Arroyo has waived authority to govern, says Protestant group

by Maurice Malanes
Ecumenical News International

MANILA — The government of President Gloria Macapagal-Arroyo in the Philippines has forfeited its right to govern, says the biggest Protestant grouping in this predominantly Roman Catholic southeast Asian nation.

“General mistrust, cynicism and disgust have replaced public trust in government,” said the National Council of Churches in the Philippines (NCCP) in a recent statement.  “When public trust is lost, the moral ascendancy to govern is lost.  By its own actions it [the Arroyo government] has waived its legitimacy.”

The Feb. 12 statement, signed by the council’s general secretary, the Rev. Rex Reyes, and its chairperson Bishop Nathanael Lazaro, adds to a renewed public uproar over the government’s recent attempt to silence a key witness in an aborted $329 million national Internet broadband deal with a Chinese company.

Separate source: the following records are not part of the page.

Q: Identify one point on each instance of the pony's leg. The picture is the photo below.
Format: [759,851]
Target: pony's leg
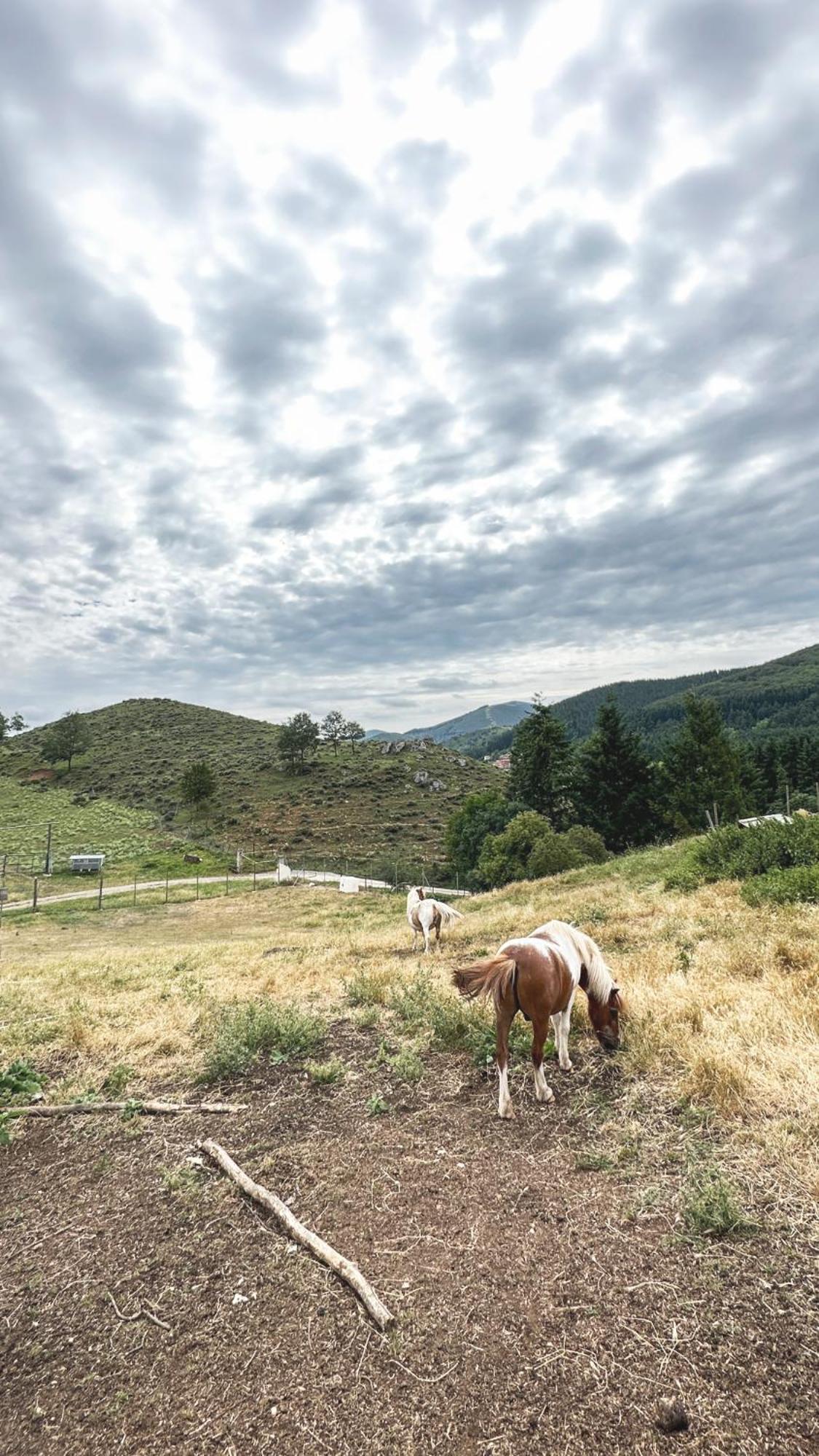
[561,1024]
[503,1021]
[542,1091]
[563,1040]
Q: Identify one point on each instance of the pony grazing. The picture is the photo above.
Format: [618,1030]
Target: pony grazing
[538,975]
[427,915]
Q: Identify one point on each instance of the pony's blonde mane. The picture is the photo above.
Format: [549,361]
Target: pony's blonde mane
[601,981]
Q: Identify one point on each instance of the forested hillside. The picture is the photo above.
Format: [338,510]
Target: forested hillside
[755,701]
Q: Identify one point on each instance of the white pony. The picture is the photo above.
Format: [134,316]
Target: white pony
[427,915]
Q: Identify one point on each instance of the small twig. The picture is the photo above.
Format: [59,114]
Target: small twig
[141,1314]
[426,1380]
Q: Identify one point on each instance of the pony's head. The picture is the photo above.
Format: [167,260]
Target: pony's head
[605,1018]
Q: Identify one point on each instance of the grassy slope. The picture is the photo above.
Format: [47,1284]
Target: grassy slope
[723,1000]
[353,806]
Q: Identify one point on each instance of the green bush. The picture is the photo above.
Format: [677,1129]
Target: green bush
[589,845]
[783,887]
[20,1083]
[551,855]
[242,1032]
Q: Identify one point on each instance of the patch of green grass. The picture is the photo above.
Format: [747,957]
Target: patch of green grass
[324,1074]
[20,1083]
[117,1080]
[242,1032]
[184,1182]
[711,1208]
[592,1163]
[405,1062]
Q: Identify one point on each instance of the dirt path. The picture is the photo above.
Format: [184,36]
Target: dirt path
[544,1294]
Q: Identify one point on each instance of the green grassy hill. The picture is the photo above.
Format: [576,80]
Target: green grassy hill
[362,807]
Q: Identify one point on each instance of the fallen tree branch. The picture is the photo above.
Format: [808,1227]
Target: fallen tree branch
[136,1106]
[141,1314]
[309,1241]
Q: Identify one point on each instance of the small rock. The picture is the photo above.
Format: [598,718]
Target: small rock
[672,1416]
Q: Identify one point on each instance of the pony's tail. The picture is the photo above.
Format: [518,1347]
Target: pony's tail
[448,915]
[486,979]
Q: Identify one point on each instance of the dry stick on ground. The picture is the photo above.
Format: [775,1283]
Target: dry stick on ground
[309,1241]
[136,1106]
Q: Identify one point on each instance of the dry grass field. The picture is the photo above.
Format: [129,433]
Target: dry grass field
[723,1000]
[650,1235]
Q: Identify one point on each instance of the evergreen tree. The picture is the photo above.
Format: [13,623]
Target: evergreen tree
[615,783]
[478,816]
[199,783]
[333,729]
[541,765]
[701,768]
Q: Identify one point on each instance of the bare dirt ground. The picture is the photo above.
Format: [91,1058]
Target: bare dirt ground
[544,1288]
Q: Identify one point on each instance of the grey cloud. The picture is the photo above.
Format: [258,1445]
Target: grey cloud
[422,173]
[264,320]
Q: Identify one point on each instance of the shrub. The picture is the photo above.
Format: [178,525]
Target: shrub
[20,1083]
[242,1032]
[551,855]
[368,988]
[783,887]
[740,854]
[587,844]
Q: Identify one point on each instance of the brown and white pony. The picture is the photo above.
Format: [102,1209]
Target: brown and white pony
[538,975]
[427,915]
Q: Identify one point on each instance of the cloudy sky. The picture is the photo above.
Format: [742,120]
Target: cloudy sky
[403,356]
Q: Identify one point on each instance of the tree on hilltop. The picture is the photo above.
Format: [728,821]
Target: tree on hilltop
[298,737]
[333,729]
[701,767]
[199,784]
[615,783]
[68,737]
[541,765]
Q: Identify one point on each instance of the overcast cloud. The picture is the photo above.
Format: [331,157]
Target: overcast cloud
[404,357]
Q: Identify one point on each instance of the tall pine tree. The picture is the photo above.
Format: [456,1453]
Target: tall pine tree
[615,790]
[541,765]
[701,768]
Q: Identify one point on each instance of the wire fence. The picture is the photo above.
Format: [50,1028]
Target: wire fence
[27,886]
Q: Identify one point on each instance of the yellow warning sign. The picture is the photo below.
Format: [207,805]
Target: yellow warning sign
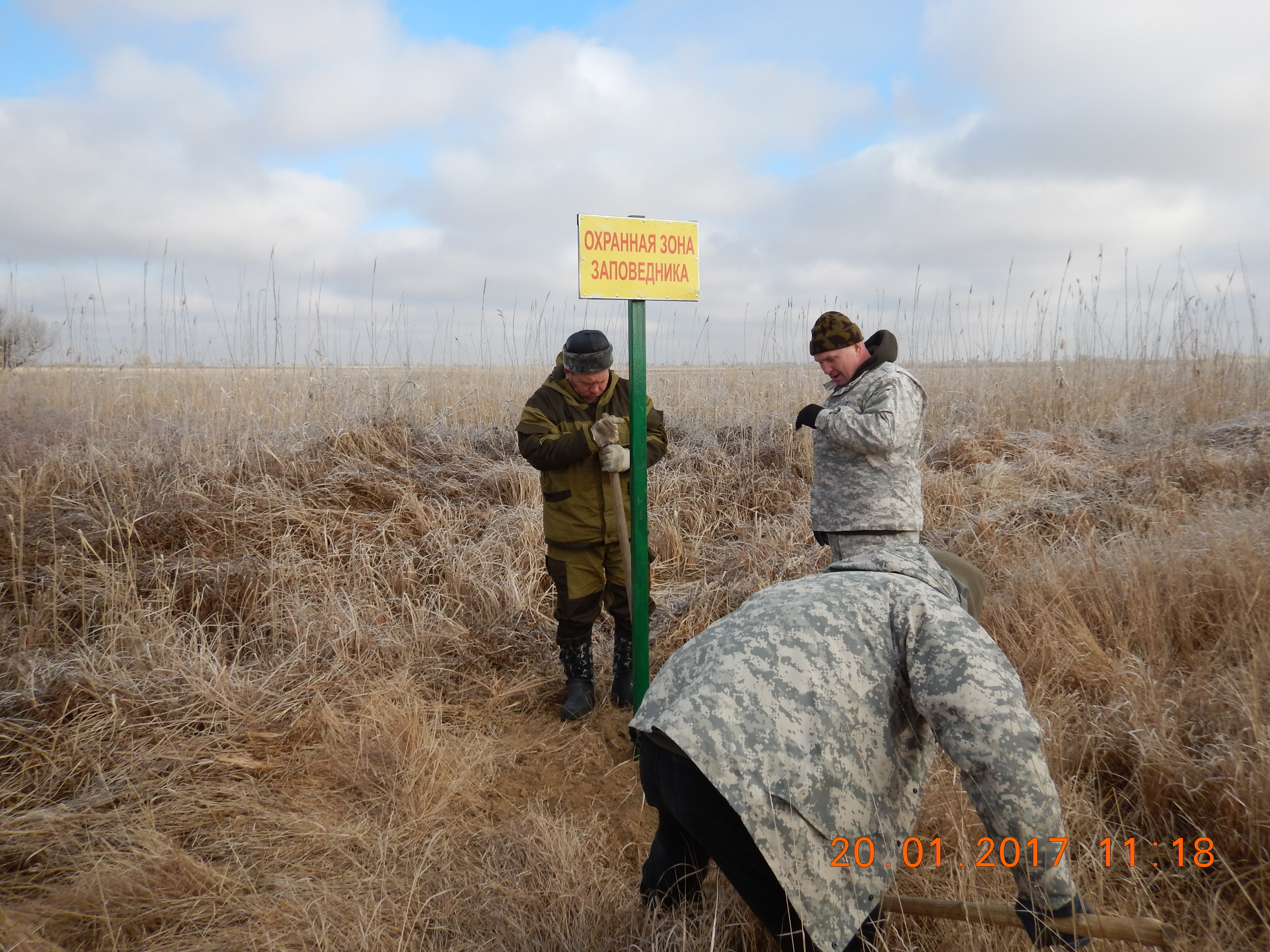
[641,259]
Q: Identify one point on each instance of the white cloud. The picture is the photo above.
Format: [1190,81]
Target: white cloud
[1127,124]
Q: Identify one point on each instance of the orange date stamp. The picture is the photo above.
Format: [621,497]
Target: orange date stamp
[1010,853]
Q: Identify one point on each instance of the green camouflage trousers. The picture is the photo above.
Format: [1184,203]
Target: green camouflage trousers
[587,579]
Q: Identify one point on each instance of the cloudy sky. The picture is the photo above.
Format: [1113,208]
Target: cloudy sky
[275,160]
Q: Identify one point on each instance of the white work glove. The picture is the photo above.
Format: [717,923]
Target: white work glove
[606,431]
[614,459]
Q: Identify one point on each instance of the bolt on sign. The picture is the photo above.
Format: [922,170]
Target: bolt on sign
[638,259]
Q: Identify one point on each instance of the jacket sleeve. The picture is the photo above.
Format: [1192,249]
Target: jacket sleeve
[892,418]
[657,442]
[545,447]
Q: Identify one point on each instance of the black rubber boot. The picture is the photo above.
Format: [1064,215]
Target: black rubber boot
[623,694]
[580,682]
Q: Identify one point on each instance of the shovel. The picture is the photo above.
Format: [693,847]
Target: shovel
[1121,928]
[624,540]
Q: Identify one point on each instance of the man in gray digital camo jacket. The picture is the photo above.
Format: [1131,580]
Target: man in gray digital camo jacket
[813,713]
[867,489]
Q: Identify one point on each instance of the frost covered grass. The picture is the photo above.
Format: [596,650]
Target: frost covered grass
[277,666]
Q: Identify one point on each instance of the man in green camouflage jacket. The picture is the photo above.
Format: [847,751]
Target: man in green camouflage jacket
[576,429]
[813,713]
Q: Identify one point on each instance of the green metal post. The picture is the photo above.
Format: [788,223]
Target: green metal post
[639,498]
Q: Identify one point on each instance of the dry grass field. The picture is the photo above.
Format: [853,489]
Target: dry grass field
[276,662]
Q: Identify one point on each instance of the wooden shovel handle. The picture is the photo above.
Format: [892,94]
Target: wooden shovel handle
[623,536]
[1123,928]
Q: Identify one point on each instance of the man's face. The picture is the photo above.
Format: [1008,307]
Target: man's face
[588,386]
[843,364]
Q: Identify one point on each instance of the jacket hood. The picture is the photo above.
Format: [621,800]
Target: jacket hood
[883,348]
[911,559]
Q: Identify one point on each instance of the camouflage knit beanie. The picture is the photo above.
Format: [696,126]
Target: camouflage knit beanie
[832,332]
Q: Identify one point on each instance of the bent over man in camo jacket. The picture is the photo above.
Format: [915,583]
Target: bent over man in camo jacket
[813,713]
[576,429]
[867,489]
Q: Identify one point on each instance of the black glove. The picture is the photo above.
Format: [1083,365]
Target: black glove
[1042,935]
[807,417]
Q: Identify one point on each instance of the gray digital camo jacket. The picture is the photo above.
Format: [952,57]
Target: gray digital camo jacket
[865,448]
[816,709]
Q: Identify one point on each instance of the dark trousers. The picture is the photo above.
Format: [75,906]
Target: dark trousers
[695,826]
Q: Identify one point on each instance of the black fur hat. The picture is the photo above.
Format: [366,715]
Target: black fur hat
[587,352]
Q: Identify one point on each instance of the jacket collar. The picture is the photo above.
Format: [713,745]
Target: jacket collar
[883,348]
[555,381]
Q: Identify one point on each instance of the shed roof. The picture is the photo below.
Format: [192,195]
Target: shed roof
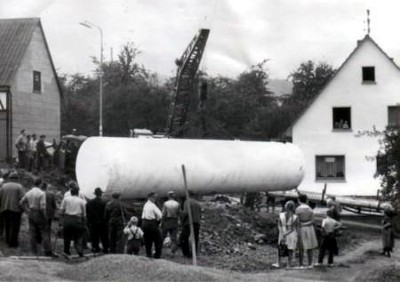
[15,36]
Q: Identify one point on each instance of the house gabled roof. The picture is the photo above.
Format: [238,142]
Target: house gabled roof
[15,37]
[359,44]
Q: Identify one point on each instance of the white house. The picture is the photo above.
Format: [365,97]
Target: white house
[30,93]
[363,96]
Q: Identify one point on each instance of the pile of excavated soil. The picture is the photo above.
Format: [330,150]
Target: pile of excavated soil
[137,268]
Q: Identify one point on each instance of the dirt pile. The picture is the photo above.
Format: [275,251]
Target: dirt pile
[229,228]
[138,268]
[236,238]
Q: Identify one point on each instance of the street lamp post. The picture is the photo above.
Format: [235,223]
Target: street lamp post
[91,25]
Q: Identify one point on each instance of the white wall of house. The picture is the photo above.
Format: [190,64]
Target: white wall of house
[369,102]
[38,113]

After the former president of the State-run Philippine Forest Corporation, Rodolfo Lozada, Jr, had testified in the country’s Senate on Feb. 7 that a former election commissioner took $130 million in kickbacks from the broadband deal, the NCCP as well as the Catholic Bishops Conference of the Philippines renewed a campaign they have been waging against corruption.

The national church council urged “fervent prayers for deliverance and for truth to prevail” in  referring to the probe on the irregular deal. The Catholic bishops called for “communal action,” in the form of prayers, holding discussion forums, or helping raise funds for the protection of witnesses such as Lozada against those seeking to maintain corruption.

In a growing crescendo of criticism against the Arroyo administration, former Philippines president Fidel Ramos on Feb. 22 bewailed how gains from the 1986 and 2001 “people power” revolts were lost due to “greed, corruption, and apathy,” the Manila Times newspaper reported.

“Filipinos have always found it easier to die for our country … than to live for it. [In] times of peace and social stability, we seem to fritter away in bickering, in quarrelling like crabs caught in a bamboo trap … with each one pursuing his or her self-interest,” Ramos said.